Nor is the return of the prodigal to Mother Earth along a piked highway. The road back to Nature is full of her own secrets, and few who have trod the streets of the city remember the brambled return, or care.
Men who know to the centime each fluctuation of the wheat-market have no eye for the tawny beauty of a whole field of the precious product fluctuating to a breeze. Women stayed by steel and convention into the mold of form love the soft faces of flowers looking up at them from expensive corsages, but care not for their nativity. Greeks, first of men, perched their gods up on Olympus and wandered down to build cities.
Because the city is as insidious as the sleeping-draught of an Indian soothsayer, under its spell men go mad for gain and forget that to stand on the brow of a mountain at night, arms outstretched in kinship to Vega and Capella, is a golden moment of purer alloy than certified bonds. What magnate remembers where the best tackle squirms, or the taste of grass sucked in from the tender end of the blade? All progress is like that. How immediately are the yesterdays metamorphosed into memories; and memories, even the stanchest of them, mold and disintegrate.
There were times when Mrs.
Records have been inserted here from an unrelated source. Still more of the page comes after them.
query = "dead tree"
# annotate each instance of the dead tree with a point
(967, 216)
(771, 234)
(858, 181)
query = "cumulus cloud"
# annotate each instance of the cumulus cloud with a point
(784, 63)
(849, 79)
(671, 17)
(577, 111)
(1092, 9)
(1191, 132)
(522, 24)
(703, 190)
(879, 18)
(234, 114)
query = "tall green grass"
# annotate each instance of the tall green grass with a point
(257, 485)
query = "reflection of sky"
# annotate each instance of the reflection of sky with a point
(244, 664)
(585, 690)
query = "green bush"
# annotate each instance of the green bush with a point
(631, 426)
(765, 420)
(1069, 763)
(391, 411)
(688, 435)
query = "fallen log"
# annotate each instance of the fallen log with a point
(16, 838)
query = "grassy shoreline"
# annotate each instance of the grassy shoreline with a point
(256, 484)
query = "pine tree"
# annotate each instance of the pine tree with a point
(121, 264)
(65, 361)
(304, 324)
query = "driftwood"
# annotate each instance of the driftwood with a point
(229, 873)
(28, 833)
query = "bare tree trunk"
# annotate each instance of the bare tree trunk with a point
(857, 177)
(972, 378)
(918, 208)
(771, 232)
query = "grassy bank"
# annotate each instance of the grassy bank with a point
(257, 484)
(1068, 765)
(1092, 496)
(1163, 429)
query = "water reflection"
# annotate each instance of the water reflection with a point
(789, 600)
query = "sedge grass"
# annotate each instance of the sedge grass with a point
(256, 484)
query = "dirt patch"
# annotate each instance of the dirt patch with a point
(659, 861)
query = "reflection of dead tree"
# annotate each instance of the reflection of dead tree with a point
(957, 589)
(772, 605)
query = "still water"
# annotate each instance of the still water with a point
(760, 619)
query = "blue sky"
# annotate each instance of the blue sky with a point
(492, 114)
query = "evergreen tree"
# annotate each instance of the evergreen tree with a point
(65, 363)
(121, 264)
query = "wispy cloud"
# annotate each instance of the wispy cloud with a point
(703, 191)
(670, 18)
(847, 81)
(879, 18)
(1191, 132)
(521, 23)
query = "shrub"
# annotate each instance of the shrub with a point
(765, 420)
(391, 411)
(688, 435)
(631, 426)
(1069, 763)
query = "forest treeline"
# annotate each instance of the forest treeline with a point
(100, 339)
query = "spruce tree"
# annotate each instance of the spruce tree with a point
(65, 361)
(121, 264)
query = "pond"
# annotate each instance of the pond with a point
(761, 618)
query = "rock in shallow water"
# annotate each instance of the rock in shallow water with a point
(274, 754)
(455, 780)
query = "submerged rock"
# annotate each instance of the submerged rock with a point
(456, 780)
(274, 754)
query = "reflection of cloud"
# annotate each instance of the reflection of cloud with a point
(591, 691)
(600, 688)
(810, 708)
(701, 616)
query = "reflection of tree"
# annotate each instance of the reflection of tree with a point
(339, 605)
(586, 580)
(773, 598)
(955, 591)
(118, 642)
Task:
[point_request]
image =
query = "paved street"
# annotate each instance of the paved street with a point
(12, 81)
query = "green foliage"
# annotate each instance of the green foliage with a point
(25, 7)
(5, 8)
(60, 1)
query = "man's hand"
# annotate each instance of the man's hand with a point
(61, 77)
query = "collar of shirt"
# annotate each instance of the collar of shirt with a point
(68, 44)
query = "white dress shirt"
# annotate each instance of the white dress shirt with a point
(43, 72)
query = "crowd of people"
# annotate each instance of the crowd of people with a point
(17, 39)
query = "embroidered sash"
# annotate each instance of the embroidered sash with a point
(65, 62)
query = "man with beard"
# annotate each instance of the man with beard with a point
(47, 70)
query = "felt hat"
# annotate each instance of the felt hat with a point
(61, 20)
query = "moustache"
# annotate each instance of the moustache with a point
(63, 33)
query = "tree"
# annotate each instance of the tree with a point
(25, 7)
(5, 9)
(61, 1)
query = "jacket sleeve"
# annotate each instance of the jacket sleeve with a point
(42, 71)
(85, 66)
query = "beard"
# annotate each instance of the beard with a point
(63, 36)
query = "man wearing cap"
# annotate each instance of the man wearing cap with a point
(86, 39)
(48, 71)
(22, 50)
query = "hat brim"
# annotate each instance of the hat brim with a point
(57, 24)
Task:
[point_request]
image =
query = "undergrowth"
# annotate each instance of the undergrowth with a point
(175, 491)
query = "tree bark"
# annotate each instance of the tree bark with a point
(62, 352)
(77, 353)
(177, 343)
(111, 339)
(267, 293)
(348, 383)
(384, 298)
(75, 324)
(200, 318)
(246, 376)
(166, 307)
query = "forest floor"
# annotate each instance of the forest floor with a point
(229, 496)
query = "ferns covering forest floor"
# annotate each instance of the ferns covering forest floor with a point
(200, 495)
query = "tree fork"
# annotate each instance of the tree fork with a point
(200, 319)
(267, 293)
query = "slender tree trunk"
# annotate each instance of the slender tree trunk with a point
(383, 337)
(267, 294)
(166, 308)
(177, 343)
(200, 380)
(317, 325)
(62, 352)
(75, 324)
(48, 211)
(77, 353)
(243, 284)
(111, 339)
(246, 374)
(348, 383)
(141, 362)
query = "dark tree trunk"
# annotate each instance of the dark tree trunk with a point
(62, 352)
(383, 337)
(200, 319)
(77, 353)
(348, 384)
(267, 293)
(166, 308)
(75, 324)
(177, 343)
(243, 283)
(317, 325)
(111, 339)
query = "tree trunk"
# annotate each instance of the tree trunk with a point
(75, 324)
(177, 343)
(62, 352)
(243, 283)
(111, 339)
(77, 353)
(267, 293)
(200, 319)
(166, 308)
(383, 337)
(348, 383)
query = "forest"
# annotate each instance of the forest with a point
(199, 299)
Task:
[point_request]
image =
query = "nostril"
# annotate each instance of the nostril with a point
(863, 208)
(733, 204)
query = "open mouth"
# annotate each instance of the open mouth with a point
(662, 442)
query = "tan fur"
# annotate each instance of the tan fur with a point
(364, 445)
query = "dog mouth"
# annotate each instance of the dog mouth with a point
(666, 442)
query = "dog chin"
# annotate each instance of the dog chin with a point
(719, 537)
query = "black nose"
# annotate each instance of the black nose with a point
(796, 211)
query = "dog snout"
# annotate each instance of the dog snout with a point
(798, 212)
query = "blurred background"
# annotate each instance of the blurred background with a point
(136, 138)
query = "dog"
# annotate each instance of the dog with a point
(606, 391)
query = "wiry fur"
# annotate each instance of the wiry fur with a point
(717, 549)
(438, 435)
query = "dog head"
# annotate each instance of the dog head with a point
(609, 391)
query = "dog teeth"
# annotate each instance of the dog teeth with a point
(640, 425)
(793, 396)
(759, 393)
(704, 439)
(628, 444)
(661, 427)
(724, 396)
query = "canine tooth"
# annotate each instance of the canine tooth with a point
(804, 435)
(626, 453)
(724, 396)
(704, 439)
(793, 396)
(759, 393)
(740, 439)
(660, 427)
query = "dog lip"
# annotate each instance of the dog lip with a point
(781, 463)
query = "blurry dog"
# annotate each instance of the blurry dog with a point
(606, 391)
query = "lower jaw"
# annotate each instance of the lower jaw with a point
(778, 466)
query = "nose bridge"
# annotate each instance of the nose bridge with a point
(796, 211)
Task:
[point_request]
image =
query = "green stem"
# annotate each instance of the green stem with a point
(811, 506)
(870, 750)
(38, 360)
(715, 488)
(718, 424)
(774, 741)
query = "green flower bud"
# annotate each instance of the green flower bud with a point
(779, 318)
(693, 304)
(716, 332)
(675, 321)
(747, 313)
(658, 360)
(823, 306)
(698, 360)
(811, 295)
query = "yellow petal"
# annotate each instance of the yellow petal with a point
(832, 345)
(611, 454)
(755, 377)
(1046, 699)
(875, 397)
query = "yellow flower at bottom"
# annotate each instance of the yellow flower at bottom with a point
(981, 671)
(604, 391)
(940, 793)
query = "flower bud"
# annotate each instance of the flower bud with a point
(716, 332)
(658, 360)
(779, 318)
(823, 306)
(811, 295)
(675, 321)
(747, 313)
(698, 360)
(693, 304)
Simon Meyerburg, who was threescore and ten years removed from the days when her bare feet had run fleet across a plushy meadow, would pause, hand on brow, when a memory, perhaps moving as it crumpled, would pass before her in faded daguerreotype. A gallery of events--so many pictures faded from her mental walls that the gaps seemed, as it were, to separate her from herself, making of her and that swift-footed girl back there vague strangers. And yet the vivid canvases! A peasant child at a churn, switching her black braids this way and that when they dangled too far over her shoulders; a linnet dead in its cage outside a thatched doorway, and the taste of her first heart tears; a hand-made crib in a dark corner and hardly ever empty of a little new-comer.
Then gaps, except here and there a faded bit. Then again large memories close and full of color: Simon Meyerburg, with the years folded back and youth on him, wooing her beside a stile that led off a South German country road, his peasant cap fallen back off his strong black curls, and even then a seer's light in his strong black eyes. Her own black eyes more diffident now and the black braids looped up and bound in a tight coronet round her head. The voice of the mother calling her homeward through cupped hands and in the Low Dutch of the Lowlands. A moonrise and the sweet, vivid smell of evening, and once more the youth Simon Meyerburg wooing her there beside the roadside stile.